The company announces the "netplan" project for Ubuntu 16.10

Aug 4, 2016 01:43 GMT  ·  By

Canonical, though Martin Pitt, the systemd maintainer for the Ubuntu Linux operating system, has recently announced plans to unify and clean up the networking configuration in Ubuntu via a new project called "netplan."

Currently supported versions of the Ubuntu OS for desktop and server automatically generate ifupdown /etc/network/interfaces during installation. On the other hand, Ubuntu Cloud uses a YAML-based format.

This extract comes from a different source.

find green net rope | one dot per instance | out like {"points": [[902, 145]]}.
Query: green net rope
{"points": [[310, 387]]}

Neither scenario offers a simple way for automatic pre-configuration of the NetworkManager network connection management software that is used by default in all Ubuntu flavors, and it also looks like there's no support for systemd's networkd daemon for managing network configurations.

And this is where the "netplan" project can help, as it promises to provide central /etc/netplan/*.yaml network config files for all Ubuntu Linux operating system versions, including desktop, server, Snappy, MaaS, and cloud. With "netplan," all the installers will generate only those YAML-based network configuration files instead of /etc/network/interfaces ones, giving the Ubuntu developers the flexibility of dynamically switching between multiple backends (NetworkManager or networkd).

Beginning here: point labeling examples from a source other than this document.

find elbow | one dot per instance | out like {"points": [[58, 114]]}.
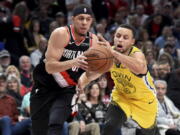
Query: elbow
{"points": [[48, 68], [142, 69]]}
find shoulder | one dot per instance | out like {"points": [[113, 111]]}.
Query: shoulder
{"points": [[59, 36], [136, 52], [61, 31], [94, 38], [9, 98]]}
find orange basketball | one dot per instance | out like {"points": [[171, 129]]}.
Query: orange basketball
{"points": [[99, 59]]}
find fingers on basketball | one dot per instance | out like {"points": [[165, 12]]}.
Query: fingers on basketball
{"points": [[99, 59]]}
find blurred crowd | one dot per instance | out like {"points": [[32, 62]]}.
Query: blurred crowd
{"points": [[25, 27]]}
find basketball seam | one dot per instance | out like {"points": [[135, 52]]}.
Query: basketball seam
{"points": [[104, 63]]}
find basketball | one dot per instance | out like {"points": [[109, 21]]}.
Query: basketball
{"points": [[99, 59]]}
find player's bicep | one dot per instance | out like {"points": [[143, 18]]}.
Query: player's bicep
{"points": [[139, 56], [56, 45]]}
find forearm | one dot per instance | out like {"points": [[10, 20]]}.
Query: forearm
{"points": [[58, 66], [133, 64], [87, 77]]}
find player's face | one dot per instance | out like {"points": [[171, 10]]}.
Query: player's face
{"points": [[95, 91], [123, 40], [82, 23]]}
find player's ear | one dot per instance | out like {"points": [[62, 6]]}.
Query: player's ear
{"points": [[72, 18], [133, 41]]}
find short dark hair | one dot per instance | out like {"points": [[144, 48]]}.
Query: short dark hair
{"points": [[130, 27], [2, 76]]}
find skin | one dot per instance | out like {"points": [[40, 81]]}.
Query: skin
{"points": [[60, 38], [123, 41]]}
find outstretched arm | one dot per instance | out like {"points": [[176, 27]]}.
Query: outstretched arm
{"points": [[136, 62]]}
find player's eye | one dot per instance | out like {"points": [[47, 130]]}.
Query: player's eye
{"points": [[125, 37]]}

"This then gives us the flexibility to dynamically select or switch between different backends -- for example, there is demand for moving away from ifupdown towards networkd, and some environments might prefer NetworkManager for everything. netplan translates the YAML config to the backend specific configuration formats on boot, but all these are only written to /run -- i. e. they are ephemeral and not considered primary configuration files in /etc.," says Martin Pitt.

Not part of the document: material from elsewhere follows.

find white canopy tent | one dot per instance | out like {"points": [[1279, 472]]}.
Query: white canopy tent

The "nplan" package has landed in Ubuntu 16.10 (Yakkety Yak)

Canonical's new "netplan" project already sees the light of day in the Ubuntu 16.10 "Yakkety Yak" operating system, which is currently in heavy development, through a new package called nplan. The "nplan" package is already available in the main software repository of Ubuntu 16.10, and it should become the norm for all existing Ubuntu flavors in the coming weeks and months before the final release of Ubuntu 16.10 hits the streets on October 13, 2016.

Those brave enough to use Ubuntu 16.10 (Yakkety Yak) on their personal computers can install the nplan package from the repos and report any issues they might encounter so that the Ubuntu developers can polish the entire networking experience before the final launch of the operating system. Please note that nplan 0.5 currently supports configuring of Ethernets, Wi-Fi (AP, ad-hoc, and infrastructure), as well as Bridges. More features will be implemented in nplan soon.